4-2-7. Transpose back & concat
(nbatches, h, n_seq_tgt, d_k) → (nbatches, n_seq_tgt, h, d_k) (transpose)
(nbatches, n_seq_tgt, h, d_k) → (nbatches, n_seq_tgt, d_model) (concat)

4-2-8. Forward Pass to O
(nbatches, n_seq_tgt, d_model) (shapes unchanged)

Residual + LayerNorm: After each submodules in Encoder finishes, we use residual connection and LayerNorm. There is no shape change in this process.
(nbatches, n_seq_tgt, d_model) (shapes unchanged)

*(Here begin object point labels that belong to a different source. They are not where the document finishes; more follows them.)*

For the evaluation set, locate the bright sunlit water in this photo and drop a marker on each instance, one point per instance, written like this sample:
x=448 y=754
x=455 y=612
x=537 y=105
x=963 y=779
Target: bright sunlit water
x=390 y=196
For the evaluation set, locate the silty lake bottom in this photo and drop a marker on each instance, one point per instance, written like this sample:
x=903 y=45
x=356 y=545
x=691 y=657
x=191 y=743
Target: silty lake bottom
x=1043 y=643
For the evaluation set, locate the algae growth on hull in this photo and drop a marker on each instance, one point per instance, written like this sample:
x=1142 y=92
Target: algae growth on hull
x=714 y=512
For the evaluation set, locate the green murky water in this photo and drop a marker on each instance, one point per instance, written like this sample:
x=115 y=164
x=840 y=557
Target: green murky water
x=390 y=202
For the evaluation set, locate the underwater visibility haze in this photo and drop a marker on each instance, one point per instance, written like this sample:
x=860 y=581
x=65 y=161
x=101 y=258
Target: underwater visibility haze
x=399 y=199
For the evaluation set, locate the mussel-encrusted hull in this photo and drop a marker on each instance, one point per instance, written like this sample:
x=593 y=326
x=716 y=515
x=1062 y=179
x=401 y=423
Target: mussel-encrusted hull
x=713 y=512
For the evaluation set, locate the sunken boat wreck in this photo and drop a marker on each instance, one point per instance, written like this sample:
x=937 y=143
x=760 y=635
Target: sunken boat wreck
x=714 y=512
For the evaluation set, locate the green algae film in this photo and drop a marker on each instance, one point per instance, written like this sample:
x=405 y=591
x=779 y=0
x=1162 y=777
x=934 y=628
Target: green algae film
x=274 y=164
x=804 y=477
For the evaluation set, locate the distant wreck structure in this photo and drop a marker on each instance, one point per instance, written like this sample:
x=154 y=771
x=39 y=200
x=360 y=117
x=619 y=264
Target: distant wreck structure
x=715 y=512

4-3. Feed Forward Network (FFN)

Works exactly same as 2-2 (Feed Forward Network).

5. LM Head (Generator)

After $N$ (e.g., 6) steps of Decoder process is done, the decoder’s output is projected back into the vocabulary space in order to calculate the probability scores of the next token.

5-1. Linear Layer
We want to project the d_model for each token into token space vocab. So after passing this to the linear layer the shape changes:
(nbatches, n_seq_tgt, d_model) → (nbatches, n_seq_tgt, vocab)

5-2. Softmax
We want the model to predict the next token in a stochastic way so we imply softmax function as well.
(nbatches, n_seq_tgt, d_model) → (nbatches, n_seq_tgt, vocab)

ℹ️
Note

Inference
During inference, we select the next token from this distribution using a decoding strategy (greedy, top-k, nucleus sampling, etc.) and feed it back as input to generate the next token autoregressively.

Training
During training, we don’t select tokens. Instead we directly compute cross-entropy loss between the predicted distribution and ground truth, then backpropagate to update weights.

Conclusion

We have gone through the common notations used in transformer, and used specific example to go through “one training phase” of Transformer Architecture. Finally we saw how shape changes in actual code (why all those reshape and transpose are used). Hope this post helps you gain insight and intuition of the bigger picture.